Fandom: HP

Author: tigersilver
Pairing: H/D
Rating: PG-13
Warnings: A fine example of mock-historical research, this, though I did indeed read over my notes on Sweyn Estridsson for a solid hour and then also the Hundred Years War. Likely it's all screwy anyway, as is the Science. In any event: AU, EWE, and some implied and actual kissage.
Notes: 3,500 words of fic that I should not have been writing! Doomed, me. This is what happens when I stall on something else. And now, for something completely different and also completely nonsensical: 'A History of...Sorts'

HD "A History of…Sorts'

A billion years ago…

A billion years ago, two specks whirled, Light and Dark, in the glorious spheres. Danced, like proto-fireflies on a late summer's eve, and were drawn ever closer, unable to help themselves. Unable to halt elementary physics. No—not unable; not willing.

Twined by hook and crook and opposing chemistry, they were more together than they'd ever been apart. Combined, they were a force to reckon with: elemental. Raw, terrifying…but so completely contained within each other, the threat lay only in the possibility they might rend apart.

Find them, even now, each wrapped solid 'round each other, onionskin seamless; see them, astral bodies sparking green and silver flashes, blinding in their brilliance, synergy in action.

Twenty thousand years ago, in a cavern somewhere in what would be one day the continent known as Europe, there was a proto-painter: an artist, red clay-smeared and smoky-haired, a short, slight man of bronze complexion—or perhaps, just perhaps, he wasn't Homo erectus at all.
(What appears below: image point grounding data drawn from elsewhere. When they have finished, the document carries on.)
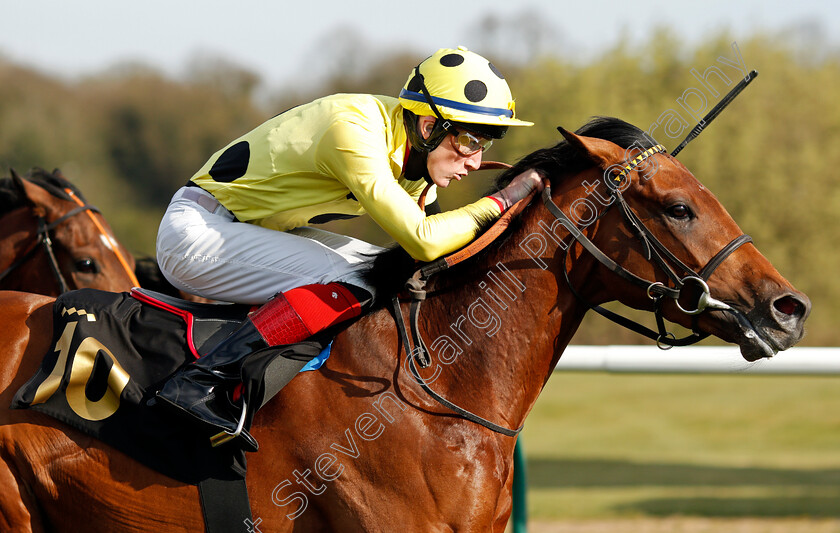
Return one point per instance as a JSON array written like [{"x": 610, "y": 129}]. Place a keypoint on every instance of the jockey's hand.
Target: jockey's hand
[{"x": 520, "y": 187}]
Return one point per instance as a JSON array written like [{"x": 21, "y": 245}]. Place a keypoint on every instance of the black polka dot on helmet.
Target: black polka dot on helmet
[{"x": 475, "y": 90}]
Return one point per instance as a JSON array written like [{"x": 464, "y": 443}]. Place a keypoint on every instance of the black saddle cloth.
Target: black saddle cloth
[{"x": 111, "y": 352}]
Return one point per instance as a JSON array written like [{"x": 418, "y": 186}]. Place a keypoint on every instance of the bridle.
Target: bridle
[
  {"x": 43, "y": 230},
  {"x": 656, "y": 252}
]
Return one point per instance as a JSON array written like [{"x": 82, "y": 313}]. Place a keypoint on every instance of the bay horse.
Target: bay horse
[
  {"x": 359, "y": 445},
  {"x": 54, "y": 241}
]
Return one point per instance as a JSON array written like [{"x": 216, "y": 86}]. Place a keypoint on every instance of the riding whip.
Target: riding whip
[{"x": 710, "y": 116}]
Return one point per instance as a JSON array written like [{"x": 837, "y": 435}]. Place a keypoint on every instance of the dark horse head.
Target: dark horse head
[{"x": 52, "y": 240}]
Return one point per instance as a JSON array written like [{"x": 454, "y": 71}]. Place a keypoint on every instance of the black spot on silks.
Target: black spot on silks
[{"x": 232, "y": 164}]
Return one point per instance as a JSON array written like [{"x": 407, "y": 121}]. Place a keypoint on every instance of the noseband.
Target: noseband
[{"x": 656, "y": 252}]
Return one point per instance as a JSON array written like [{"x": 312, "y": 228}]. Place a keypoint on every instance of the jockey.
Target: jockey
[{"x": 240, "y": 230}]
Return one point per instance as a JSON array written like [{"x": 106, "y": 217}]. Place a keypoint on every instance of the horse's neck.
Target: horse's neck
[{"x": 497, "y": 328}]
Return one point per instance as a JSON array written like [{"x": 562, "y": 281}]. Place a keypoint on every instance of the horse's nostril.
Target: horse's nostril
[{"x": 789, "y": 306}]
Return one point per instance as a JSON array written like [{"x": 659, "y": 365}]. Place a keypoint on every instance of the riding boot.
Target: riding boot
[{"x": 265, "y": 353}]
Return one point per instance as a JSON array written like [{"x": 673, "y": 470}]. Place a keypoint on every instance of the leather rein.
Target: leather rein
[{"x": 656, "y": 252}]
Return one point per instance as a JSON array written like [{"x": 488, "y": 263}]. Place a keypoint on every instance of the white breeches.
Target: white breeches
[{"x": 209, "y": 254}]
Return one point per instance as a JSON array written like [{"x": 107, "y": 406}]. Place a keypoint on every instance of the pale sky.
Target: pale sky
[{"x": 283, "y": 41}]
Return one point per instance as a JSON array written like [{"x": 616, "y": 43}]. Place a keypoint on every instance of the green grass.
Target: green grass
[{"x": 610, "y": 446}]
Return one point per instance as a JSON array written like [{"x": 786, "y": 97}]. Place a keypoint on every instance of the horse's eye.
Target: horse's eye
[
  {"x": 679, "y": 212},
  {"x": 87, "y": 266}
]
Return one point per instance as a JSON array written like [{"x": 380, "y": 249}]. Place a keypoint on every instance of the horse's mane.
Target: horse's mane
[
  {"x": 12, "y": 198},
  {"x": 389, "y": 269}
]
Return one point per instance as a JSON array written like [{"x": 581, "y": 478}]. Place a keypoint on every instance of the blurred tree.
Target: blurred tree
[{"x": 131, "y": 136}]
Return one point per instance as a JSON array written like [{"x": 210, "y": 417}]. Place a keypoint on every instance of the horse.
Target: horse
[
  {"x": 55, "y": 241},
  {"x": 360, "y": 444}
]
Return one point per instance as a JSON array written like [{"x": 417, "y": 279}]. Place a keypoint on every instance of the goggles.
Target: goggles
[{"x": 468, "y": 144}]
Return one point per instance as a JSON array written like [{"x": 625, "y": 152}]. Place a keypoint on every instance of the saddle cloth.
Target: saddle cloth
[{"x": 110, "y": 353}]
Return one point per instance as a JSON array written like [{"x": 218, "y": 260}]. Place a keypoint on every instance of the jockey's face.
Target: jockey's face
[{"x": 445, "y": 163}]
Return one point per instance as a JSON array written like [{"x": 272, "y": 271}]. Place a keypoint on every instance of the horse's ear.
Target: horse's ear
[
  {"x": 26, "y": 189},
  {"x": 601, "y": 152}
]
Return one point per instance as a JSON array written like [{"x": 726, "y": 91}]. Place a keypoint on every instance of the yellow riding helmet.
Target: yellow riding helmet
[{"x": 463, "y": 86}]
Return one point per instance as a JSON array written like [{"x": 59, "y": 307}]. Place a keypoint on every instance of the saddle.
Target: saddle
[{"x": 111, "y": 352}]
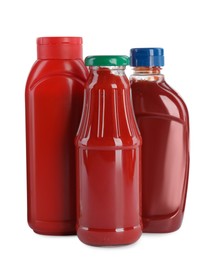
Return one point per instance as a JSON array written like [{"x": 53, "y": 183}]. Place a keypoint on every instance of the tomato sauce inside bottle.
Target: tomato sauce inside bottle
[
  {"x": 162, "y": 117},
  {"x": 54, "y": 99},
  {"x": 108, "y": 150}
]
It matters not to our story, but he—he was the story-teller: the Seer, who told magic tales of the hunt, the kill—the win, all in ochre and dried blood, berry juices and charcoal, writ unto the walls of his clan's cavern home. A peaceable man…until the terrible Strangers descended, bearing slicing flint edges and wolf familiars snapping at their heels. The Seer then saw true death aplenty; witnessed his family's red blood flowing, staining the Strangers' light-hued hair and pallid faces, their knives and clubs and the floors of the caverns. It was he who only saw, who did not know to fight.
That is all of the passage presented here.